ART_AND_DESIGN : 1887285.0
FAMILY : 3344163.6580645163
AUTO_AND_VEHICLES : 632501.3214285715
BEAUTY : 513151.88679245283
BOOKS_AND_REFERENCE : 7641777.871559633
BUSINESS : 1663758.627684964
COMICS : 817657.2727272727
COMMUNICATION : 35153714.17515924
DATING : 824129.2807017544
EDUCATION : 1770579.4392523365
ENTERTAINMENT : 11375402.298850575
EVENTS : 249580.640625
FINANCE : 1319851.4028985507
FOOD_AND_DRINK : 1891060.2767857143
HEALTH_AND_FITNESS : 3972300.388888889
HOUSE_AND_HOME : 1331540.5616438356
TOOLS : 9676869.30471584
LIBRARIES_AND_DEMO : 626456.7469879518
LIFESTYLE : 1369954.7774725275
GAME : 14227278.868225291
VIDEO_PLAYERS : 24121489.079754602
MEDICAL : 96691.58734177215
SOCIAL : 22961790.384937238
SHOPPING : 6966908.880597015
PHOTOGRAPHY : 16604098.410714285
SPORTS : 3373767.6861538463
TRAVEL_AND_LOCAL : 13218662.767123288
PERSONALIZATION : 4086652.4853333333
PRODUCTIVITY : 15530942.008042896
PARENTING : 525351.8333333334
WEATHER : 4570892.658227848
NEWS_AND_MAGAZINES : 947

# FINAL RESULT

## The Best Profitable App To Build on Both Platforms

#### In the Google Play Category

Communication: This category has the highest average installs with approximately 35,153,714 installations on average.
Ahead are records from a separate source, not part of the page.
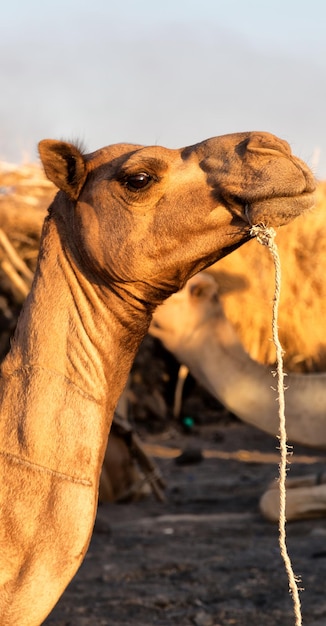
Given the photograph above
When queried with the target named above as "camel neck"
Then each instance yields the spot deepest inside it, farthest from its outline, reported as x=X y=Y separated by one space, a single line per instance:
x=76 y=329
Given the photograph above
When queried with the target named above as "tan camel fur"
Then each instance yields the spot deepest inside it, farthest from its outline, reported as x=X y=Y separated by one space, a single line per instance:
x=129 y=226
x=193 y=326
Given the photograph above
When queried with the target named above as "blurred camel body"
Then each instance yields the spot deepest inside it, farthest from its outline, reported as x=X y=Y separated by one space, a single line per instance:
x=246 y=286
x=193 y=326
x=128 y=227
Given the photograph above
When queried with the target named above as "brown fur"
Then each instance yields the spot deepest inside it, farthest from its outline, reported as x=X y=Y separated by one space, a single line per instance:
x=246 y=281
x=111 y=250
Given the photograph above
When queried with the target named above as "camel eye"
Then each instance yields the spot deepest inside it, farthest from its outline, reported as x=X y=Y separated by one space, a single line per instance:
x=135 y=182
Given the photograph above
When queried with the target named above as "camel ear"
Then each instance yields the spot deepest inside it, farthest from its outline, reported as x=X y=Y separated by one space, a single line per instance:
x=64 y=165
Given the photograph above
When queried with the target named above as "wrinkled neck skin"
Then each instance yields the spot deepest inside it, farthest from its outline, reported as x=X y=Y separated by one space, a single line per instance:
x=217 y=359
x=76 y=328
x=73 y=349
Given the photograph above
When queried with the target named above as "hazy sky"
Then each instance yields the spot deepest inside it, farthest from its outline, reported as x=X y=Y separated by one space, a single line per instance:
x=171 y=72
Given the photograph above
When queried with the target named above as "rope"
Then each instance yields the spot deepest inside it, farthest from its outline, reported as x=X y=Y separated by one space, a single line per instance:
x=265 y=236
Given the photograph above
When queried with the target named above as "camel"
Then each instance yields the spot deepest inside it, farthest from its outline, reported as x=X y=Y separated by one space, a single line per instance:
x=127 y=228
x=193 y=326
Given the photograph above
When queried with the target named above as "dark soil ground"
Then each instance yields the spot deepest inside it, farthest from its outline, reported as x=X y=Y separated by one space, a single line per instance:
x=205 y=557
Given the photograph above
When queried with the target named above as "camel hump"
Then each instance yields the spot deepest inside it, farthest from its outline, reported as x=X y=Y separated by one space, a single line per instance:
x=64 y=164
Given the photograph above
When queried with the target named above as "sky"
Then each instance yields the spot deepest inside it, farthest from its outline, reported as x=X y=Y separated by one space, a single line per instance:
x=171 y=72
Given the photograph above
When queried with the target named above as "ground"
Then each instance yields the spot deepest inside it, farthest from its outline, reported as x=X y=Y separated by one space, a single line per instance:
x=204 y=557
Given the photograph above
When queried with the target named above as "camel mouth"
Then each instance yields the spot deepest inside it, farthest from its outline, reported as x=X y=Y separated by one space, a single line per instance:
x=279 y=211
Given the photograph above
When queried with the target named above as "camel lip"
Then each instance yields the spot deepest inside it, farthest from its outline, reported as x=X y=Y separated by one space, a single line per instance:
x=290 y=207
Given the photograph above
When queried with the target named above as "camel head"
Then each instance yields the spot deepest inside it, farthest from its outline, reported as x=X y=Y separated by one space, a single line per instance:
x=145 y=219
x=176 y=321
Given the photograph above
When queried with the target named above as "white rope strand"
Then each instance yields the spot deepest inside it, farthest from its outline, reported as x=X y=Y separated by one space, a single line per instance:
x=266 y=236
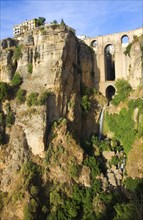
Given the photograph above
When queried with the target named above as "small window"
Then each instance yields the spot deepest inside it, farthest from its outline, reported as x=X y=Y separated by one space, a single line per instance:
x=125 y=39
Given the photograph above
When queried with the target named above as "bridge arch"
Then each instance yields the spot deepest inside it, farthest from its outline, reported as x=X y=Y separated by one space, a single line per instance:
x=124 y=39
x=94 y=43
x=109 y=57
x=110 y=92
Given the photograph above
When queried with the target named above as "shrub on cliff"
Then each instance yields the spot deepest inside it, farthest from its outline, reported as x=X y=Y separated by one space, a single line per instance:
x=30 y=68
x=20 y=95
x=32 y=99
x=123 y=91
x=10 y=119
x=4 y=90
x=43 y=97
x=17 y=52
x=85 y=104
x=16 y=80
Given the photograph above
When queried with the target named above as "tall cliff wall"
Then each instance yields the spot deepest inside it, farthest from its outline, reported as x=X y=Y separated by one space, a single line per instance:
x=60 y=64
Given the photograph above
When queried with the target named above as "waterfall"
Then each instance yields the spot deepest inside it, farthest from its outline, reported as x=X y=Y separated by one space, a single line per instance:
x=101 y=122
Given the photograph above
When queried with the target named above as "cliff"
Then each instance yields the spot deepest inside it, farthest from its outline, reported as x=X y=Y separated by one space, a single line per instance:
x=52 y=163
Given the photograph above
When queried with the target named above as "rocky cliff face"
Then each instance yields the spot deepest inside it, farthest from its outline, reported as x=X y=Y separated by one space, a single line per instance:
x=60 y=64
x=51 y=161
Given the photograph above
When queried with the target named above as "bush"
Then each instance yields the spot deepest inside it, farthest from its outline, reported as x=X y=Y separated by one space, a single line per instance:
x=16 y=80
x=123 y=91
x=20 y=95
x=43 y=98
x=30 y=68
x=17 y=52
x=85 y=103
x=128 y=49
x=10 y=119
x=32 y=99
x=122 y=125
x=4 y=90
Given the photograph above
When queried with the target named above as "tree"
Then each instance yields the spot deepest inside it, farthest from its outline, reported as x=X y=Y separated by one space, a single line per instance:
x=62 y=21
x=40 y=21
x=4 y=88
x=16 y=80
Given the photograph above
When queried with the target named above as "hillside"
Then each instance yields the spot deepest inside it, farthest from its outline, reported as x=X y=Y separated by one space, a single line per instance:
x=53 y=162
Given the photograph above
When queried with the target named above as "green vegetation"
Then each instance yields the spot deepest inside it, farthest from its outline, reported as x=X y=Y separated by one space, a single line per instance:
x=20 y=96
x=85 y=104
x=40 y=21
x=32 y=99
x=16 y=80
x=123 y=91
x=17 y=52
x=122 y=125
x=43 y=97
x=30 y=67
x=128 y=49
x=10 y=119
x=35 y=99
x=4 y=91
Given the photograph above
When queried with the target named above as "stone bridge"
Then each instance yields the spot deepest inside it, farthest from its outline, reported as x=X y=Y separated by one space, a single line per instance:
x=110 y=63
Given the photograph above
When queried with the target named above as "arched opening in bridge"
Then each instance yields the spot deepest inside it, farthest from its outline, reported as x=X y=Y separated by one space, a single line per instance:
x=109 y=62
x=110 y=92
x=124 y=39
x=94 y=43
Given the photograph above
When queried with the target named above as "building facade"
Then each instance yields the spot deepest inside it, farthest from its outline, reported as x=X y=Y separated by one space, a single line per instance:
x=23 y=27
x=110 y=62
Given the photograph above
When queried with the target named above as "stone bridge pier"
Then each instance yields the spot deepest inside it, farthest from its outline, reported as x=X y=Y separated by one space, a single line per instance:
x=110 y=62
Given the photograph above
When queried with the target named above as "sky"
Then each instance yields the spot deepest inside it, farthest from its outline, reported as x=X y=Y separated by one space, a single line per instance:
x=87 y=17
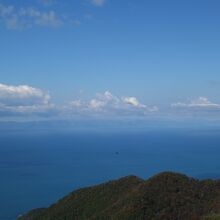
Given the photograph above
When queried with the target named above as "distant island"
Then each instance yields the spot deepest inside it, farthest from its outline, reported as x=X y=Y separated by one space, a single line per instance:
x=166 y=196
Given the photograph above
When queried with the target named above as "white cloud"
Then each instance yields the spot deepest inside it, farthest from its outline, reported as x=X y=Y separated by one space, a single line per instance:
x=23 y=99
x=107 y=103
x=200 y=103
x=98 y=2
x=21 y=18
x=134 y=102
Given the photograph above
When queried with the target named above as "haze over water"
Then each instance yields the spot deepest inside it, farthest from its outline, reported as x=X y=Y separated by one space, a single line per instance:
x=39 y=167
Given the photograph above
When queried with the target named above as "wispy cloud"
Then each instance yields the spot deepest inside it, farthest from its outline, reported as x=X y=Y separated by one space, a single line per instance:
x=23 y=100
x=199 y=103
x=108 y=104
x=98 y=3
x=21 y=18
Video Players: The video players category has the second-highest average installs, with around 24,121,489 installations on average.

Social: Social apps are the third-highest in terms of average installs, with approximately 22,961,790 installations on average.

#### In the Apple Ios Store Genre
Social Networking: This genre has the highest average rating, with an average of approximately 60,253.85.

Music: Music apps have the second-highest average rating, with an average of approximately 29,047.11.

Weather: Weather apps are the third-highest in terms of average ratings, with an average of approximately 23,145.25.



We could build a social networking app like Facebook, Instagram or Twitter although it will be free, but it will complex and resource-intensive endeavor. It requires careful planning, a skilled development team, and ongoing maintenance and updates to stay competitive and secure in the evolving tech landscape. 

I recommend we build a Music app, incoperating features like Video Player that enable people watch the Music video directly on the app, comment rather than going to Youtube. We can also put features like lyric display and ability to send a message to the artist directly on the app about how the song was. 

For ads, we can have music ads, like those on Spotify, when someone is listening to a song the music advert play and video ads display like those on youtube all in the app.

We could call the Music App sounvid( Sounds and videos).